Search code examples
utf-8powerbuilderdatawindow

Powerbuilder: ImportFile of UTF-8 (Converting UTF-8 to ANSI)


My Powerbuilder version is 6.5, cannot use a higher version as this is what I am supporting.

My problem is, when I am doing dw_1.ImportFile(file) the first row and first column has a funny string like this:



Which I dont understand until I tried opening the file and saving it to a new text file and trying to import that new file.which worked flawlessly without the funny string.

My conclusion is that this is happening because the file is UTF-8 (as shown in NOTEPAD++) and the new file is Ansi. The file I am trying to import is automatically given by a 3rd party and my users dont want the extra job of doing this.

How do I force convert this files to ANSI in powerbuilder. If there is none, I might have to do a command prompt conversion, any ideas?


Solution

  • The weird  characters are the (optional) utf-8 BOM that tells editors that the file is utf-8 encoded (as it can be difficult to know it unless we encounter an escaped character above code 127). You cannot just rid it off because if your file contains any character above 127 (accents or any special char), you will still have garbage in your displayed data (for example: é -> é, -> €, ...) where special characters will become from 2 to 4 garbage chars.

    I recently needed to convert some utf-8 encoded string to "ansi" windows 1252 encoding.

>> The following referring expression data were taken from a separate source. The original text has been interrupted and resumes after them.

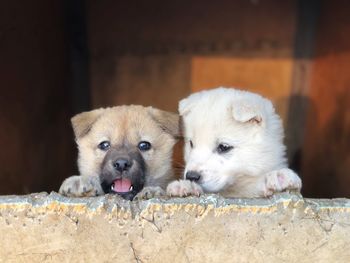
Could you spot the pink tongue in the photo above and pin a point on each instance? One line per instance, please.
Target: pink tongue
(122, 185)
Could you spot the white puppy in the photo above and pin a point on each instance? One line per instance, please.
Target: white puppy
(233, 146)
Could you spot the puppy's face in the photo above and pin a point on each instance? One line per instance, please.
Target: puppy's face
(129, 147)
(225, 138)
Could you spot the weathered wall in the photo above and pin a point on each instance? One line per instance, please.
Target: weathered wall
(285, 228)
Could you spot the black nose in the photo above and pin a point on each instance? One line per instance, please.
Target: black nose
(122, 164)
(193, 176)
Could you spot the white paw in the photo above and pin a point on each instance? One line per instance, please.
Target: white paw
(81, 186)
(183, 188)
(281, 180)
(149, 192)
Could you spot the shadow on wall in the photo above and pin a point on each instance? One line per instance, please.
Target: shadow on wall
(325, 160)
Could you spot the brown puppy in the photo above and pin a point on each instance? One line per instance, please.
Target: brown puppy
(125, 150)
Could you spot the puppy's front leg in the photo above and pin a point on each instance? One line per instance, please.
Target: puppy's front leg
(81, 186)
(183, 188)
(281, 180)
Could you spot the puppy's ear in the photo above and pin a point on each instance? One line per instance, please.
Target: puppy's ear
(168, 121)
(248, 111)
(83, 122)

With version of PB10+, a reencoding between utf-8 and ansi is as simple as

    b = blob(s, encodingutf8!)
    s2 = string(b, encodingansi!)
    

    But string() and blob() do not support encoding specification before the release 10 of PB.

    What you can do is to read the file yourself, skip the BOM, ask Windows to convert the string encoding via MultiByteToWideChar() + WideCharToMultiByte() and load the converted string in the DW with ImportString().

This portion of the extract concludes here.